Ayobami Adebayo has made such a moving commitment to fierceness and truth that the tenderness that emerges also in her characters is as welcome as a spring shower. What a heart this writer has; how it renews our hope for a world in which it can continue to thrive.
Best, I think, on Audible.
I am so sorry to be so late cheering for all the greatness that’s been showing up around the world lately.Not just ice skaters whom I saw on a screen as I trudged through an airport (more on them when I find them, perhaps on YouTube) but also I’ve been over the moon about Ai Wei Wei’s Human Flow. This is what can come of being treated badly in your own country, in his case, China: you can create a vehicle that expresses concern for the whole world. I see Ai Wei Wei as the true “Elder brother” human beings need so desperately at this time. The one who steps in when “parents” fail, and cares about the whole family.

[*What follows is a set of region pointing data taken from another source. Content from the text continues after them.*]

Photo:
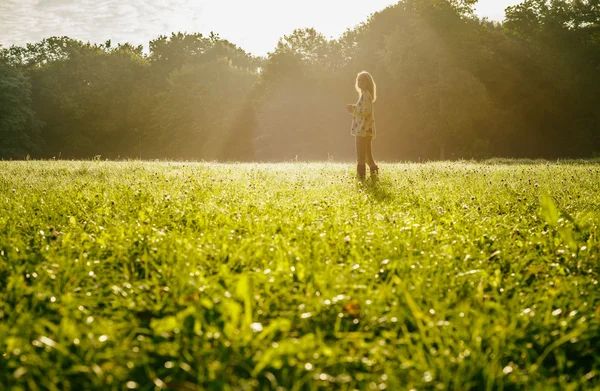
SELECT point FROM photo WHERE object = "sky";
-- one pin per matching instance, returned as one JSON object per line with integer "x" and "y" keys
{"x": 254, "y": 25}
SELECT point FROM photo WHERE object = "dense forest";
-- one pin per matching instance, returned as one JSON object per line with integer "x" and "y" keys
{"x": 450, "y": 86}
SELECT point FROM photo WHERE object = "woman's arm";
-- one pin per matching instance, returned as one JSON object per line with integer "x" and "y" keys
{"x": 364, "y": 108}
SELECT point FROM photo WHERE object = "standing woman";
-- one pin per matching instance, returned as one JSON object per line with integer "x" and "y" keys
{"x": 363, "y": 124}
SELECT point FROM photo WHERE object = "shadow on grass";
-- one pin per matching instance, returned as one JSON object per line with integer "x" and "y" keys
{"x": 379, "y": 189}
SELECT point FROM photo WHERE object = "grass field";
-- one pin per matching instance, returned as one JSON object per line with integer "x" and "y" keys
{"x": 441, "y": 276}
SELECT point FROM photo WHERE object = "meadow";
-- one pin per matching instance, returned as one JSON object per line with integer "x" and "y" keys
{"x": 193, "y": 276}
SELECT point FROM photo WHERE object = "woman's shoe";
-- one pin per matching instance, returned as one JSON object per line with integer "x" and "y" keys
{"x": 361, "y": 171}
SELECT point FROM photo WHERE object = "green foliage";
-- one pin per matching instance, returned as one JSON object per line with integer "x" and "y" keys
{"x": 245, "y": 276}
{"x": 451, "y": 86}
{"x": 19, "y": 129}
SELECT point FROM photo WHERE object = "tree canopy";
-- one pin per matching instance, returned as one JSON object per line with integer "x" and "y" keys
{"x": 450, "y": 86}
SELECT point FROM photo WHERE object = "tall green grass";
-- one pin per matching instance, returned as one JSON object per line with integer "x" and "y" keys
{"x": 442, "y": 276}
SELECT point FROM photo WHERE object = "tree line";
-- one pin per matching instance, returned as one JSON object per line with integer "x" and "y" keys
{"x": 450, "y": 86}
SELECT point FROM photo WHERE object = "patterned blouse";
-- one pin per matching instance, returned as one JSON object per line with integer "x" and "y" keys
{"x": 363, "y": 118}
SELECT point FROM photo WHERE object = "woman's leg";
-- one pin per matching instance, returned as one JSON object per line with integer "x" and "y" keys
{"x": 361, "y": 153}
{"x": 369, "y": 156}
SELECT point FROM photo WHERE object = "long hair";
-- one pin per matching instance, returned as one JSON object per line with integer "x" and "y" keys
{"x": 364, "y": 81}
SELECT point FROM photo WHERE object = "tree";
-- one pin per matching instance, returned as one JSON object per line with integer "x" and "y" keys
{"x": 19, "y": 129}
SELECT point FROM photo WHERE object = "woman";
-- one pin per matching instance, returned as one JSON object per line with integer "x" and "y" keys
{"x": 363, "y": 124}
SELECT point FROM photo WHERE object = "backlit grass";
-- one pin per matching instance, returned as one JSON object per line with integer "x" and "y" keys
{"x": 446, "y": 276}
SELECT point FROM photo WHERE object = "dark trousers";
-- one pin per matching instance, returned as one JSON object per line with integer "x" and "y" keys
{"x": 364, "y": 154}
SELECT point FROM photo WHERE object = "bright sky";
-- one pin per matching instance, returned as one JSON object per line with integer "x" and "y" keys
{"x": 254, "y": 25}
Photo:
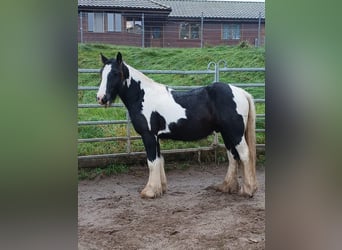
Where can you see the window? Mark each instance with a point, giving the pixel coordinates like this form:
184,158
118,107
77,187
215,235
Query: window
230,31
189,31
95,22
134,25
114,22
156,33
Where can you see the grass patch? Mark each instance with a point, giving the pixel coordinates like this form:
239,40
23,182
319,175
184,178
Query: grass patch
92,173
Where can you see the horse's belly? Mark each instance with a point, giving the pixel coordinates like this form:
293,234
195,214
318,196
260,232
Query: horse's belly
186,133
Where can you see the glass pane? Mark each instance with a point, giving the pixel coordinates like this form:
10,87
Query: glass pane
90,21
98,24
195,28
184,31
156,32
110,21
118,22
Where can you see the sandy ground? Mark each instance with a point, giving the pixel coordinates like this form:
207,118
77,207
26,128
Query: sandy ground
191,215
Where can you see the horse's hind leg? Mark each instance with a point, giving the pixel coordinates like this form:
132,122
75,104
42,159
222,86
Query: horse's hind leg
249,176
230,183
156,184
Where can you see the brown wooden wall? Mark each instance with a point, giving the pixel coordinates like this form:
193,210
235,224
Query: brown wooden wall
212,35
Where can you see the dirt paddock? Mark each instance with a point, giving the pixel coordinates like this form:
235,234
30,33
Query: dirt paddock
190,215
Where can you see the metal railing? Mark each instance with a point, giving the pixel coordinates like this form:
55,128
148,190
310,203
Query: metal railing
128,138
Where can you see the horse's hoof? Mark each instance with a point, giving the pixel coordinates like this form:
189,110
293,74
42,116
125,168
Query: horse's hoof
247,192
231,188
150,192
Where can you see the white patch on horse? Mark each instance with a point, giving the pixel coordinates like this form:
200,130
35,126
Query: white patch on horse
159,99
103,86
242,105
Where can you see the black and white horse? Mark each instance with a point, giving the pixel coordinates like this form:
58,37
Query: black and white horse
159,112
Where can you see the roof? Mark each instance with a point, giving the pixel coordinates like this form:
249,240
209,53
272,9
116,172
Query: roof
131,4
187,8
215,9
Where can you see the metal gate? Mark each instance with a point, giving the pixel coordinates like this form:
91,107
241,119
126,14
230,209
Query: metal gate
128,138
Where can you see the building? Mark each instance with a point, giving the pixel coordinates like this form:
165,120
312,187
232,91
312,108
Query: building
168,23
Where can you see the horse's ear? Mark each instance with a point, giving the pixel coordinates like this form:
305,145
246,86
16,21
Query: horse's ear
104,59
119,58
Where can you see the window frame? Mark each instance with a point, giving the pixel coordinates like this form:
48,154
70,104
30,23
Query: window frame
189,28
231,31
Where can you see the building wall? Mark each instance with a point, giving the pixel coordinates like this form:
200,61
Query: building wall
118,38
212,35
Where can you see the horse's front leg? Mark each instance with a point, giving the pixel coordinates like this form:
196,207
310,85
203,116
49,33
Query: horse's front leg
156,184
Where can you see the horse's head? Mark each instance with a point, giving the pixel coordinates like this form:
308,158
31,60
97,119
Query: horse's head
113,74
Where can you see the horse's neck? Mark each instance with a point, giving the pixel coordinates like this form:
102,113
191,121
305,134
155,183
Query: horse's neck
144,80
131,91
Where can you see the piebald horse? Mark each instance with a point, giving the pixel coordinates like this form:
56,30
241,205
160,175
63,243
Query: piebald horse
158,112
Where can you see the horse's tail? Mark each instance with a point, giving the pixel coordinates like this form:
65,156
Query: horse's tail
250,132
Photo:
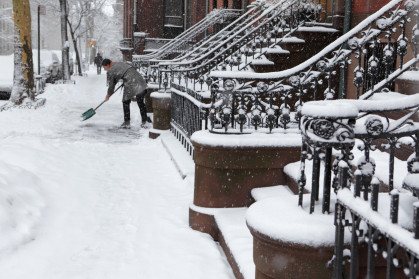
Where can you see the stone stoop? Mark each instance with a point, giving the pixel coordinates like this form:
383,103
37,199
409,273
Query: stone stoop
228,227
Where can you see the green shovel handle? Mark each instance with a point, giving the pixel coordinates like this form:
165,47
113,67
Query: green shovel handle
99,105
105,100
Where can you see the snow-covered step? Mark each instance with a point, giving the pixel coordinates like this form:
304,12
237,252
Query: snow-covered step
180,157
236,240
269,192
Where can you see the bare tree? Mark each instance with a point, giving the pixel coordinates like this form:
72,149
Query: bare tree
23,81
6,33
64,40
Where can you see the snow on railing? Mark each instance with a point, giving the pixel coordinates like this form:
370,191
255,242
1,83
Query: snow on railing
377,55
181,42
281,19
376,219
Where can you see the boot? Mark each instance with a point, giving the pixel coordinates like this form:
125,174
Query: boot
126,125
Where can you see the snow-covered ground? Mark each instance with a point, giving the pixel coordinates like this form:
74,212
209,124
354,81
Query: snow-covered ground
88,200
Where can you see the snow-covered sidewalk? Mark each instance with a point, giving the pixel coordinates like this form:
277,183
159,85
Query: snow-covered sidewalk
88,200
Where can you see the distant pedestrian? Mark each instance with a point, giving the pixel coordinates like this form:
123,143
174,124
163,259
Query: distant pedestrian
98,61
134,86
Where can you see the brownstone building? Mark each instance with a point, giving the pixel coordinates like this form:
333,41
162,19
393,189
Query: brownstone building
166,18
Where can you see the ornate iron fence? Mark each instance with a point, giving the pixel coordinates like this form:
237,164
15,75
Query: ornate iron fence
188,39
249,43
243,102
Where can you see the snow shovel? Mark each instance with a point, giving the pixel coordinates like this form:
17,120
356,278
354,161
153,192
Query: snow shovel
90,112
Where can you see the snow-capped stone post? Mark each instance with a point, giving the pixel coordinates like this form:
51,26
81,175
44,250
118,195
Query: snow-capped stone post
23,64
161,112
65,44
326,125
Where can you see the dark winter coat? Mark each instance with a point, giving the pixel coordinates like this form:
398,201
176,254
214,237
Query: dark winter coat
134,83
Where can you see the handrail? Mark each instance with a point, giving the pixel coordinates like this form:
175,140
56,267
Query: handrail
226,32
193,31
327,50
251,103
232,37
208,19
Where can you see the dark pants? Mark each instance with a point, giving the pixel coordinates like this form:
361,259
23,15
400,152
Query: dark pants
141,105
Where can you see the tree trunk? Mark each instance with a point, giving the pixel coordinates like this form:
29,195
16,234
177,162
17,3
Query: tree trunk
23,81
76,49
64,43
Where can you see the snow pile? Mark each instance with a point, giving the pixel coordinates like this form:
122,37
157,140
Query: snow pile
21,206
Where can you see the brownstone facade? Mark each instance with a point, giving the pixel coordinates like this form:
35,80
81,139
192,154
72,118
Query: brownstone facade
167,18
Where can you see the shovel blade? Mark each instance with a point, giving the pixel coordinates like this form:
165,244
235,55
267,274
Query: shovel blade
86,115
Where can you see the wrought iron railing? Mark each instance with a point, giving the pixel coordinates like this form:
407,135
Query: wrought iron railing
190,37
125,43
243,102
336,125
275,25
150,68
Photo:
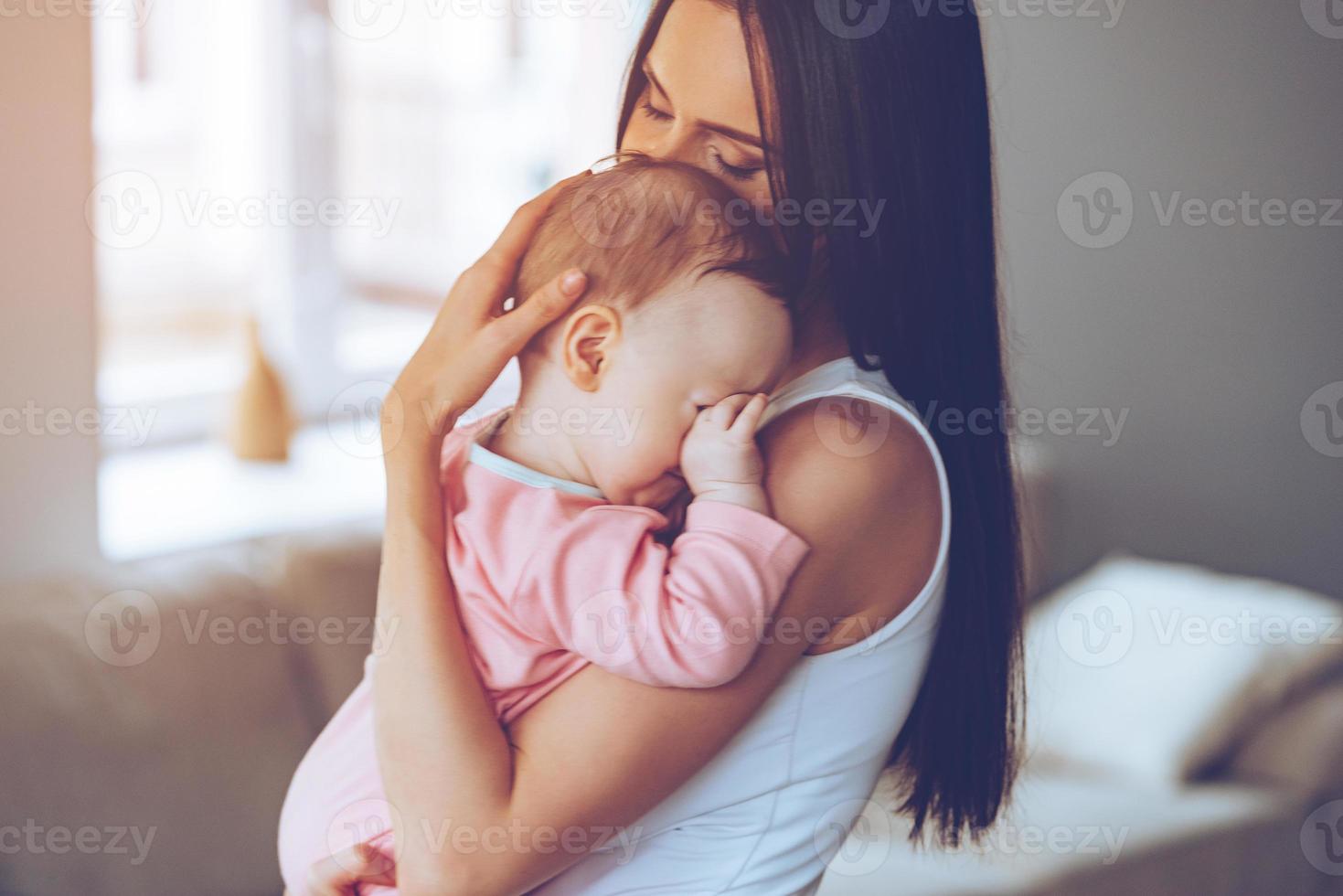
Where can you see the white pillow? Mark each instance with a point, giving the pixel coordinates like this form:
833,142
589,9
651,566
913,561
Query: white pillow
1153,669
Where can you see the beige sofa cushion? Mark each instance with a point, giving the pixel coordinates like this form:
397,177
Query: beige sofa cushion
159,769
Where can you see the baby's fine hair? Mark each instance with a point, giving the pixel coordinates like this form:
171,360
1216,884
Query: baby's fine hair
642,225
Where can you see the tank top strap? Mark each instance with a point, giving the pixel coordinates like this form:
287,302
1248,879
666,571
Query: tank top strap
842,379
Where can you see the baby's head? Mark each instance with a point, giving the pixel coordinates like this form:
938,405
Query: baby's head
684,308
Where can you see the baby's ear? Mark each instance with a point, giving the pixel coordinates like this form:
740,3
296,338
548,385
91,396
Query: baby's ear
589,338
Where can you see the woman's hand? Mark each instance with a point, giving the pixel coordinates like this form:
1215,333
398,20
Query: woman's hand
472,338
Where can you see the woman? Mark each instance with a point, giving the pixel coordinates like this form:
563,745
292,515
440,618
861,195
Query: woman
898,641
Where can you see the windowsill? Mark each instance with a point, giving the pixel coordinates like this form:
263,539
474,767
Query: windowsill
159,500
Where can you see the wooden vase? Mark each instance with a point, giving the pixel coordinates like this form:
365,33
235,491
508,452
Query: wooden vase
260,422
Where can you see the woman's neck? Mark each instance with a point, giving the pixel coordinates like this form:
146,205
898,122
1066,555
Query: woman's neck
818,337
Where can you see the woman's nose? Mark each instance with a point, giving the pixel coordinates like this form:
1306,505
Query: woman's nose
673,144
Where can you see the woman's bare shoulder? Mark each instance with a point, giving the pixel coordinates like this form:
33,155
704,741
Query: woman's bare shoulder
859,485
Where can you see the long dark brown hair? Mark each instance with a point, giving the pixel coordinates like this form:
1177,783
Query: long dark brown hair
901,114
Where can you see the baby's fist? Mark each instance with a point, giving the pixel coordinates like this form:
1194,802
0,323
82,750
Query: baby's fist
719,457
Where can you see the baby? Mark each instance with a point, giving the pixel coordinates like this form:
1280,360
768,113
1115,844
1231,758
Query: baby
653,384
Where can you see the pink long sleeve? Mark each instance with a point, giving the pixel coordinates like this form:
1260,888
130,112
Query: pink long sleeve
687,617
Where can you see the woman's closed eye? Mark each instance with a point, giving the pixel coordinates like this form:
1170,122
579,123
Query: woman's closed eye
738,172
653,112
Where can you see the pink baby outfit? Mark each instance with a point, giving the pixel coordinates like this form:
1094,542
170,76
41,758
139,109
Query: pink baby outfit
549,578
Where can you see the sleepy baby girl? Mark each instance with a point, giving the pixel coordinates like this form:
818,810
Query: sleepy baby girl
652,386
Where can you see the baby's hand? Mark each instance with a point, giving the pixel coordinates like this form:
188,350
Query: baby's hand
720,460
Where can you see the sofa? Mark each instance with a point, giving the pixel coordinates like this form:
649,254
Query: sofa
155,712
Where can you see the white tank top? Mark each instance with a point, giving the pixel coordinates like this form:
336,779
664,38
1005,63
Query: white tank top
770,810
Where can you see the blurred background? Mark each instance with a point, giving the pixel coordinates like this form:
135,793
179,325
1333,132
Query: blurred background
225,215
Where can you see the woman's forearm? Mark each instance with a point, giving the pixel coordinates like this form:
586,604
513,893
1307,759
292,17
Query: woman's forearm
444,761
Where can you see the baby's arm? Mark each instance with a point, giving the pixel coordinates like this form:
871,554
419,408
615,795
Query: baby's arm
684,617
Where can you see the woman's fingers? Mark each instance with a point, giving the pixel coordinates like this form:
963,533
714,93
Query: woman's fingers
541,308
496,269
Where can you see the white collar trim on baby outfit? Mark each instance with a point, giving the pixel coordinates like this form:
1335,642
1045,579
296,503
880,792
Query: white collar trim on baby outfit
526,475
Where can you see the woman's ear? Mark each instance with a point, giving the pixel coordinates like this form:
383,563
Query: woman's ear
590,335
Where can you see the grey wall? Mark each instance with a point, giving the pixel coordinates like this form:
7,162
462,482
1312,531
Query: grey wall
1213,337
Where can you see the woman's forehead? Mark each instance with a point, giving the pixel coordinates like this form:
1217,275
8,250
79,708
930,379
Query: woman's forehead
700,59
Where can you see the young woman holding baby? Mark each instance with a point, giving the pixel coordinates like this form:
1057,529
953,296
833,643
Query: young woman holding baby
898,637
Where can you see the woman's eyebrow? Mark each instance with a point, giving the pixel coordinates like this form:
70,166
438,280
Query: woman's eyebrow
732,133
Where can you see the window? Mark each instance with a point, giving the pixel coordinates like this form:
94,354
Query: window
281,162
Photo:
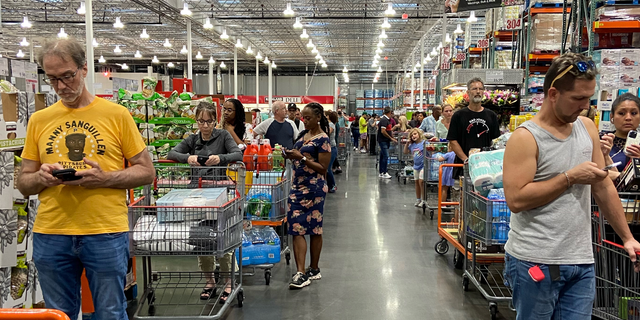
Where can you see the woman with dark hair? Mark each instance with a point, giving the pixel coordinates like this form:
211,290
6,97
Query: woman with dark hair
234,121
220,148
625,116
311,156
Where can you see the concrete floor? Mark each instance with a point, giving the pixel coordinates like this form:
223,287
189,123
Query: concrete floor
378,262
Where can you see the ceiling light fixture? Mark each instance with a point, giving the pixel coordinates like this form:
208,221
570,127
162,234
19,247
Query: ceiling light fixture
185,10
298,24
472,17
207,24
118,24
458,30
25,23
385,24
289,12
62,34
389,12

Before seeing this film I was thankful to see Oliver Stone’s long interview with Vladimir Putin. Of whom I’m less afraid than of anybody in D.C. Thank goodness I visited the Soviet Union (Russia) decades ago and know he’s not the only Russian living there! Then there’s Ken O’Keefe who makes me happy he exists to speak soul force to monstrous cruelty and ignorance. With his warrior tattoos to remind us he didn’t learn all he knows about war from a film. And then there’s Don’t Ever Let Me Go (the book) by Kazuo Ishiguro. My goodness! If you see the film and read the book you will receive an excellent education in what films leave out. What else? Well! Loving Vincent, of course! I watched it twice and loved it, admired it, even more, the second time.
This is art that can happen when creators love their subject and their subject is beautiful, driven, and great. Oh, Van Gogh. As a young black student in an all white school, (except for two other students of color) I always had his sunflowers on a wall in my dorm room; as a young writer, frequently lonely, I devoured the letters between him and Theo, his brother. When he wrote about the bliss of spending ages painting five olive trees (I think they were) I knew I had found a soul mate.
Then there’s the moving, powerful, The House On CoCo Road. I love this film. Some movies show us the past with the fidelity and depth it deserves. We can be shown how “history” connects to our present dilemmas. This is one of those movies. I also admire the tenacity of its director, Damani Baker, who knew he would make this film from the time he was small; then never deserted his vision until the film was produced decades later.
Picking persimmons at dusk today, just as the moon was rising, made me remember another book that I think is fantastic: The Rainbow Comes and Goes by Anderson Cooper and his mother Gloria Vanderbilt. The world will change drastically when sons and mothers are routinely frank with each other about their lives, and these two are. I realized I knew almost nothing about Vanderbilt, though a journal entry from the 80s informs me that, at that time, I “lived” in her stretch jeans; and little about Cooper since I don’t watch much mainstream news. They’ve offered something special and not to be missed, honesty and acceptance of each other’s lives, mother and son; a mutual unveiling as precious and as startling as persimmons and rainbows.
The photo of Adebyo, the great, will be enlarged! It was! Thanks to the ever magical and on it webmaster, Amanda Navarro.